Page 1 of 1

Add column to input

Posted: Tue Mar 24, 2015 11:14 pm
by kumarjit
Hello All.

I've a source text file with data like below:

Code: Select all

Field1
A
A
B
C
C
D
With this data, I have to generate a temporary dataset, as below:

Code: Select all

Field1 Field2
A      Y 
A      Y
B      N
C      Y
C      Y
D      N
Field2 is populated based on the following logic:
1.If the corresponding Field1 value has duplicates, the Y
2. Else N

The way I know to do this is(maybe a bit crude)

Code: Select all

1. Create a parallel job as the one below
             Seq file2
               |
               |
            Aggregator(record count, group by Field1)
               |
               |
Seq file1-----Join-----------------Seq File2(write the join output)
             based on Field1

2. Execute a Unix command as post job sub routine to add a column which performs the following: 
a. For record where record count is >1 add a new field with value Y
b. For record where record count is =1 add a new field with value N
But I'm to create a dataset output, and not any text file, and Unix commands do not work on dataset files.
As because I'm to introduce a new column, can't Column Generator stage serve this purpose, without using any Transformer/Sort?


Please help.

Regards,
Kumarjit.

Posted: Wed Mar 25, 2015 6:54 am
by udayanguha
You can use a sort stage to generate key change column. Then in the transformer through stage variables check for change in key change column and assign value accordingly.
If key change column is '0', assign Y. If previous key change column was 0 and current is '1', assign 'Y' else 'N'

Posted: Wed Mar 25, 2015 7:34 am
by kumarjit
If you had checked the last few lines of my post, you might remember that I'm trying to achieve this goal WITHOUT USING TRANFORMER/SORT STAGES.....

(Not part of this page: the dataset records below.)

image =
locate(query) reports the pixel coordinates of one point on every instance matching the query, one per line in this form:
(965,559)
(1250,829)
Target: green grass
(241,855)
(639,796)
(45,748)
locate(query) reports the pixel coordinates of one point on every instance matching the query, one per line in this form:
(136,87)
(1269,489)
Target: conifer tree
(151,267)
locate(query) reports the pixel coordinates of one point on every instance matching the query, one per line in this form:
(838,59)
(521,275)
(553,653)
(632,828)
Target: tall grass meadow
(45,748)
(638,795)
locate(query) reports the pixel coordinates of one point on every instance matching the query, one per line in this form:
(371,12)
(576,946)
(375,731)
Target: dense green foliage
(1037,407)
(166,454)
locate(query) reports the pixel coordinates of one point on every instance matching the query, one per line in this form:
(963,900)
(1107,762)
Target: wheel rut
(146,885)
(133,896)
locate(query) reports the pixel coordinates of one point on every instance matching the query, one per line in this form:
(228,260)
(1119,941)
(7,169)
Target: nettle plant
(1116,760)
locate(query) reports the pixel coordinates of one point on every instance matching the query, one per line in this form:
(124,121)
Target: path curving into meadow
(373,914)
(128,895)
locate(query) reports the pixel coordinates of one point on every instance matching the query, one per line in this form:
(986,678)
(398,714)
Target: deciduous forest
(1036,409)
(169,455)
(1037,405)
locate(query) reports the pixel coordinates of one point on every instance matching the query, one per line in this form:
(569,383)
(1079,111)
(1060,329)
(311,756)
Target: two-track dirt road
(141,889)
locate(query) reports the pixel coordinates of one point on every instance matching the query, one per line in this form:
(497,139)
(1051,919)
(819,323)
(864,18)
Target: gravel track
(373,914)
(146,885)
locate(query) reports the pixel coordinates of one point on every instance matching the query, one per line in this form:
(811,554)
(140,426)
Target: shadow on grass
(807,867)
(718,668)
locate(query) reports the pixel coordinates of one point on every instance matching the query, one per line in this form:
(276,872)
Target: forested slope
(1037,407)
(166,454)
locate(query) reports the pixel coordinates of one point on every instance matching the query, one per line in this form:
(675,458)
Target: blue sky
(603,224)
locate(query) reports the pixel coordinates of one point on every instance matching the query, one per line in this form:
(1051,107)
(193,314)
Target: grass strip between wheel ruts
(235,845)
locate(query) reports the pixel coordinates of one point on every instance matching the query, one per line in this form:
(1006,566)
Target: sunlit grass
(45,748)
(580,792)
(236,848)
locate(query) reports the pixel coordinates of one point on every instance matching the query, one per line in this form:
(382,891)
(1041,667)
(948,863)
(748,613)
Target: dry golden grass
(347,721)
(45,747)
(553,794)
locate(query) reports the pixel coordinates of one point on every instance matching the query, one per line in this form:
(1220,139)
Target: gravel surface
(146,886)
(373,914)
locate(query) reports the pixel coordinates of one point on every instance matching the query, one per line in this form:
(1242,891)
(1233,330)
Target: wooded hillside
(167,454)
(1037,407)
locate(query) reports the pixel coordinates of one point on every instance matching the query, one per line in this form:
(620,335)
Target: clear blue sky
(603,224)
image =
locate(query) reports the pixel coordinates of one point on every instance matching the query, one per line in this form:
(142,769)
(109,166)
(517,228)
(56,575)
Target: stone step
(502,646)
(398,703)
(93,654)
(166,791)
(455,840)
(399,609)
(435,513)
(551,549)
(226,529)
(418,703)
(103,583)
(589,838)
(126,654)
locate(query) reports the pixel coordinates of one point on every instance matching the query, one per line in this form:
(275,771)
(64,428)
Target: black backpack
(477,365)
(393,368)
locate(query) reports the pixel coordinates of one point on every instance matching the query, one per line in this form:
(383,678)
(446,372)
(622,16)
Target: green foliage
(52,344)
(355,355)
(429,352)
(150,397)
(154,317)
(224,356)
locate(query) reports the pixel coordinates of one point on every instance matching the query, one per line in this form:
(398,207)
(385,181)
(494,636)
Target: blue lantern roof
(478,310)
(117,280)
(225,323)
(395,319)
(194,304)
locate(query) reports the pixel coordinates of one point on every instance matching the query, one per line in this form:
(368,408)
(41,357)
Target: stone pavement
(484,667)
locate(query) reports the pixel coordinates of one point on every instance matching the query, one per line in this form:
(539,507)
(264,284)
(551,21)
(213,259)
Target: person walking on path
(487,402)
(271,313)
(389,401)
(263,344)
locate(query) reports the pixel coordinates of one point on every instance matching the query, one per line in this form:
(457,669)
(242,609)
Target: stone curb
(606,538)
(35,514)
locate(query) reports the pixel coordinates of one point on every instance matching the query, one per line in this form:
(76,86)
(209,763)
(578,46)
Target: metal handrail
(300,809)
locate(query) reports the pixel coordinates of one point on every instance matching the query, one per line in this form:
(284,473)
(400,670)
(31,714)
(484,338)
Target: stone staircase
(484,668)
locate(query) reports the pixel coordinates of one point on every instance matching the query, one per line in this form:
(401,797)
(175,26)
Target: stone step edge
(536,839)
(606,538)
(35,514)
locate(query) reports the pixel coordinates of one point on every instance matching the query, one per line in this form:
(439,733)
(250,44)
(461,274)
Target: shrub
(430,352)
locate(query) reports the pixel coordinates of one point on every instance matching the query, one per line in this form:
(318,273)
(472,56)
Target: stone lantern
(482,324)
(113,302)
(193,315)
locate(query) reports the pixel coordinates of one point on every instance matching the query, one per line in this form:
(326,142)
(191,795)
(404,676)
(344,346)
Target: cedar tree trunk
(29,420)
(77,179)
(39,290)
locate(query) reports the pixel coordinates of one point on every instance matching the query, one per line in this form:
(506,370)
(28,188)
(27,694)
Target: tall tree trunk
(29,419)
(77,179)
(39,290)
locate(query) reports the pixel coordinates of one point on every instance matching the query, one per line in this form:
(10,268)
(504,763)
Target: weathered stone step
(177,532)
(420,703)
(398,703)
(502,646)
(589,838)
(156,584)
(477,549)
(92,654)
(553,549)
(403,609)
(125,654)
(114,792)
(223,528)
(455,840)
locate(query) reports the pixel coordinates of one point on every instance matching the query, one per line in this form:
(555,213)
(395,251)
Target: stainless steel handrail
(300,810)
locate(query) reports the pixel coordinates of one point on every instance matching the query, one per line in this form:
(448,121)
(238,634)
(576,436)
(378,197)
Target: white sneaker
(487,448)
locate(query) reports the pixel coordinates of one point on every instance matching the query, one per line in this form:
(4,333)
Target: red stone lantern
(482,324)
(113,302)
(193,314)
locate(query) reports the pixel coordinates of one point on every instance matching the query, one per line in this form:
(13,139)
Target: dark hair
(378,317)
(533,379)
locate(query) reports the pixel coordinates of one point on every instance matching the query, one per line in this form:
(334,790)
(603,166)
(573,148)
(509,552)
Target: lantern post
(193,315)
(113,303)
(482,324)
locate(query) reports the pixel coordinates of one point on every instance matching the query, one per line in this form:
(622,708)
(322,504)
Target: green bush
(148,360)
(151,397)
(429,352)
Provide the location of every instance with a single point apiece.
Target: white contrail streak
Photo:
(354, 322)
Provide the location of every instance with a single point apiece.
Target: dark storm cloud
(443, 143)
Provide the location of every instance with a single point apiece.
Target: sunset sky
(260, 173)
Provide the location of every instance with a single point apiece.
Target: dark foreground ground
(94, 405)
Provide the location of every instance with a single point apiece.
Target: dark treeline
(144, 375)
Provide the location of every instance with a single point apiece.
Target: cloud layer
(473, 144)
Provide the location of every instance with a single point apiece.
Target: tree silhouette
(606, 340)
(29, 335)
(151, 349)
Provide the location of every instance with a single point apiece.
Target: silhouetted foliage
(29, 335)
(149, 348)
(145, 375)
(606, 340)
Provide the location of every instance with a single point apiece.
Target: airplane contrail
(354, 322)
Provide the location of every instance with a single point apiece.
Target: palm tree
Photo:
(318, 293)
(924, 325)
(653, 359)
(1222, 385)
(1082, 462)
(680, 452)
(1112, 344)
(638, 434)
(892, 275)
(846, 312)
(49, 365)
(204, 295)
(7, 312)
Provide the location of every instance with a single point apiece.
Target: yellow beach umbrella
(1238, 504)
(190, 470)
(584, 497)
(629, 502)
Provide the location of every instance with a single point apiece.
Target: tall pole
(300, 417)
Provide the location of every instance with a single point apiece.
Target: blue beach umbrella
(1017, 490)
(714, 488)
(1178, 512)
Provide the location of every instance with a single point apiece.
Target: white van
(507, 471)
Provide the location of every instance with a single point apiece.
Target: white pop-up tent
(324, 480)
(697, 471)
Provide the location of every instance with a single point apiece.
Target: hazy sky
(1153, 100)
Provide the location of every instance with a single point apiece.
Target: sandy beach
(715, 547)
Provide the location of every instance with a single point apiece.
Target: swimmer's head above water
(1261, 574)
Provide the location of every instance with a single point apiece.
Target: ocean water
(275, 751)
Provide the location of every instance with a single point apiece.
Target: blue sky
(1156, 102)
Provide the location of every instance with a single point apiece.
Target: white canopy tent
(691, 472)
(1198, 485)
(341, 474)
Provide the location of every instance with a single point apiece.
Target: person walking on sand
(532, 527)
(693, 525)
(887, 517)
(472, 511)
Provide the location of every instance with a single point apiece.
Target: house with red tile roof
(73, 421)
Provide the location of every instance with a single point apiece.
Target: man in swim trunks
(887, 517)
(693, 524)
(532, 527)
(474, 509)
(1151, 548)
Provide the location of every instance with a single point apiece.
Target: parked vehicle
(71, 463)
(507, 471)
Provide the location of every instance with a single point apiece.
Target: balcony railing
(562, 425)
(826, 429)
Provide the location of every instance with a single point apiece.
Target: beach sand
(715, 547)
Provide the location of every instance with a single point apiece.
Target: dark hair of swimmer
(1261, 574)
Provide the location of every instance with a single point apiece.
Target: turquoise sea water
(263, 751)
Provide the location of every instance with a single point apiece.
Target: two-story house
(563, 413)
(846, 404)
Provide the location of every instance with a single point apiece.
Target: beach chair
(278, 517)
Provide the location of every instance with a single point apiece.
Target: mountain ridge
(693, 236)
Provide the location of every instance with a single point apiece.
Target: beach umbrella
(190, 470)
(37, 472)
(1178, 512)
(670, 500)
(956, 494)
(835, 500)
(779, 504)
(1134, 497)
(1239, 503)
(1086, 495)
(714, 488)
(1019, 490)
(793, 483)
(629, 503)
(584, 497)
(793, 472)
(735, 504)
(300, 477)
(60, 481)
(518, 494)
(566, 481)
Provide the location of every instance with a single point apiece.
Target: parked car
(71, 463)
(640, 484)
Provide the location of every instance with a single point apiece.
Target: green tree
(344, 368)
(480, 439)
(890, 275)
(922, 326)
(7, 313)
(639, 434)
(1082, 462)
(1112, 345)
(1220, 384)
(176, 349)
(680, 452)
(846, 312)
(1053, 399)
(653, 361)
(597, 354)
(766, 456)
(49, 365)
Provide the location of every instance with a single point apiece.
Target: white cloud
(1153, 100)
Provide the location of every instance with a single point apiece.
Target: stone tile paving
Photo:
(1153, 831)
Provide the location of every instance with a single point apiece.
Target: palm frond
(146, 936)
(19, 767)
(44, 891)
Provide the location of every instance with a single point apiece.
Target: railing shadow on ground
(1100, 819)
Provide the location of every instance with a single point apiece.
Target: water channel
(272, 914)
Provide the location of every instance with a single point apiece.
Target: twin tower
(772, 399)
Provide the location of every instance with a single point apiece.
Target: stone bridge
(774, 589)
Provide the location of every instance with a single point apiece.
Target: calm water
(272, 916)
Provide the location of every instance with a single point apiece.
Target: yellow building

Anywayz, thanks for your feed.

Regards.

Posted: Wed Mar 25, 2015 3:34 pm
by ray.wurlod
Are you permitted to use a Modify stage?

If yes use a column generator to generate "Y" for all rows then use the Modify stage to convert the NULL from left outer join into "N". And/or use a fork/join to split the streams based on the result of the join (or lookup).

Posted: Wed Mar 25, 2015 8:50 pm
by kumarjit
Thanks Ray, but I was not able to view you full post as it's Premium Content . :)
However, I will try and change the design to extent I was able to see in your post.

Regards,
Kumarjit.

Posted: Thu Mar 26, 2015 8:41 am
by AshishDevassy
Is there a reason that you dont wish to use transformer ?

Posted: Fri Mar 27, 2015 10:18 pm
by kumarjit
AshishDevassy wrote:Is there a reason that you dont wish to use transformer ?
I intend not to load the job, when the same can be achieved by other lightweight stages like column generator and/or modify stages.

Regards.

Posted: Fri Mar 27, 2015 11:02 pm
by kumarjit
What I'm trying to do is:

Code: Select all


           Seq file2 
               | 
               | 
            Aggregator(record count, group by Field1) 
               | 
               | 
Seq file1-----Join-----------------Column Generator Stage--------------------------Taget Dataset
				   (column to generate=F2, column method=Explicit)   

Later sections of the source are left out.